2. They’re not magic, and they can’t make your bad ideas good
If you start with the wrong feature or a weak idea, the agent won’t fix it. These tools highlight the importance of the “what” in software. You still need to decide what’s worth building before you turn them loose.
3. Prompts & small features are critical
Clear, focused prompts matter more than anything. I draft mine in Notion to avoid trying to do too much at once. Over-scoped prompts overwhelm the tools, and it’s often tricky to salvage just part of a big change.
Version control is just as important. My best workflow has been mapping out a feature, breaking it into bite-size prompts, and keeping everything on a branch. It’s easy to burn through features quickly, and branching keeps rewinds simple.
4. End-to-end features & APIs require hands-on
I ran into trouble with what I’ll call “end-to-end” features. Push notifications in iOS, CloudKit sync, or Plaid’s API all required changes across multiple layers. The tools could generate pieces, but not the whole flow. I had to get my hands dirty here.
5. There are things they can’t do at all
Plenty of work lives outside the repo. Xcode projects are a good example: push notifications require toggles and setup across Apple’s ecosystem. You can’t just prompt your way into this stuff working.
I bring a specific perspective to this moment in time. I wrote my first code in the nineteen-hundreds, by hand, in Microsoft Notepad. That feels like cave painting compared to modern IDEs like VS Code.

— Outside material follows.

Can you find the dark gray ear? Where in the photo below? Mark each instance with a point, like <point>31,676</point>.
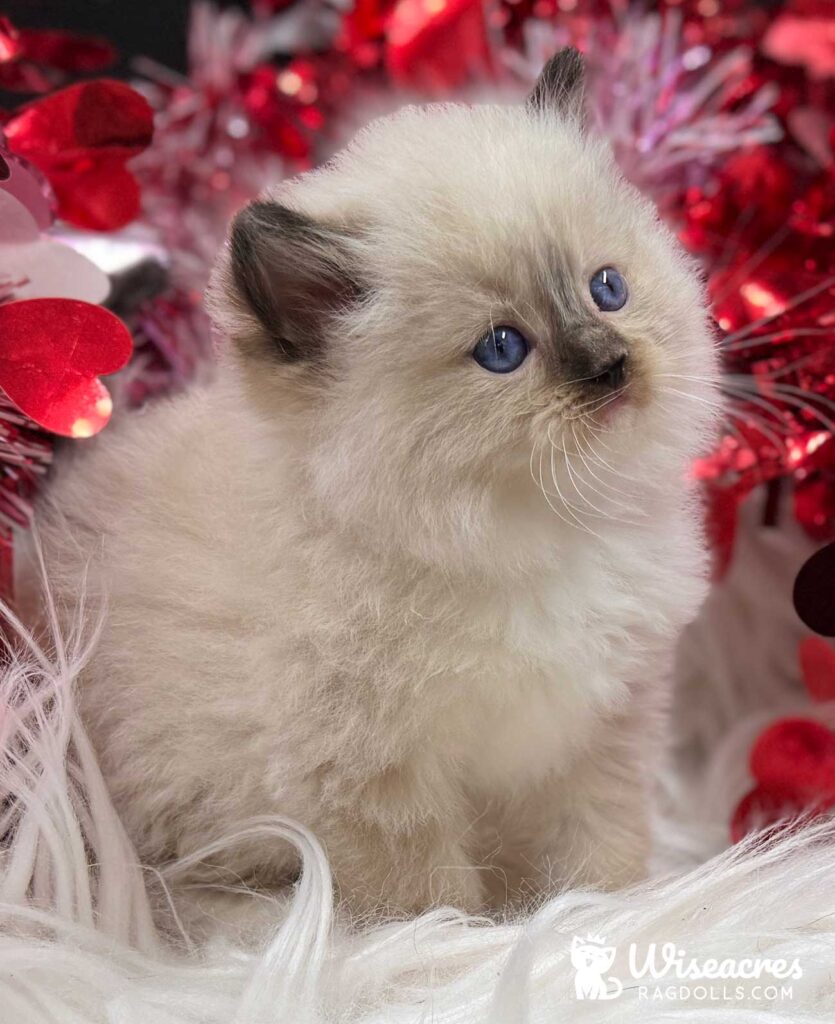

AI coding assistants are the most meaningful new tool I’ve seen since then. They save me hours I used to spend on Stack Overflow, hunting down the right person, or digging through docs. But they’re still just tools; they let me focus on scoping and prioritization, but can’t tell me what to build or why.
I feel like I’ve barely scratched the surface here. I’m excited to dig in more to what makes these tools work and how they’re built, and also to think more about what happens as productivty plateaues with these tools.